Serling starts this off by telling us that the protagonist Arch Hammer (I kid you not) is a small time con-man, crumb and all around nogoodnik.  He also has the ability to look like someone else.  If he can look at a photo or remember a face, he can change his appearance to resemble that face.  He uses this ability to scam people.

In the story he takes pictures and descriptions from the obituaries to impersonate the dead.  First, he shows up at the nightclub where a young singer is mourning for her dead boyfriend.  When Arch impersonates him, he tells her that he was mistaken for the dead man and convinces the girl to run away with him to Chicago.  She’s so elated to find him still alive that she kisses him and agrees.  Next, he goes to the home of a gangster posing as one of his mobsters that was murdered during a job.  He shakes down the mob boss and runs off with a load of cash with two mobsters in hot pursuit.  Cornered by them in a dead-end alley he quickly sees a photo of a boxer on a poster and changes his face to avoid the mobsters.  But on emerging from the alley he meets a newspaper seller who turns out to be the father of the boxer.  It seems the boxer was an awful man and the father hates him viscerally.  Arch knocks the old man down and returns to his apartment and his own face.  A police detective shows up at his door and tells him he has to go to headquarters for questioning.  Leaving in the revolving doors of the apartment building he escapes the detective for a second and when he catches up to Arch, he has assumed the face of the boxer.  Walking away free and clear he runs into the boxer’s father and despite his hurried attempt to change his face again the father shoots him down.  While he’s dying on the pavement Arch Hammer’s face changes briefly through all four of the faces he used in the episode.
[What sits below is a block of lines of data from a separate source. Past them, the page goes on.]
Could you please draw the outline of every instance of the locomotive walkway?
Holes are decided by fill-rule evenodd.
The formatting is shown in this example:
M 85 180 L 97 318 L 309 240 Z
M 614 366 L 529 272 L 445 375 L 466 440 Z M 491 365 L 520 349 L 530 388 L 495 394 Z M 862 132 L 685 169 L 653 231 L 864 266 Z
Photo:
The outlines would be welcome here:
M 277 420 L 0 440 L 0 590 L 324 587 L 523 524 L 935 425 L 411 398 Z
Let’s give some credit for the plot idea.  A human chameleon has been done a lot but it was probably pretty exciting in 1959.  The three vignettes he involved himself in were pretty simplistic and not highly novel but the acting was mostly okay.  But the payoff was the boxer’s father who wanted revenge.  That actor wasn’t very good or convincing.  It seemed very flat to me and didn’t provide the emotional energy needed to justify the execution of an adult child by a parent.  I didn’t buy it.  I’ll give this a C.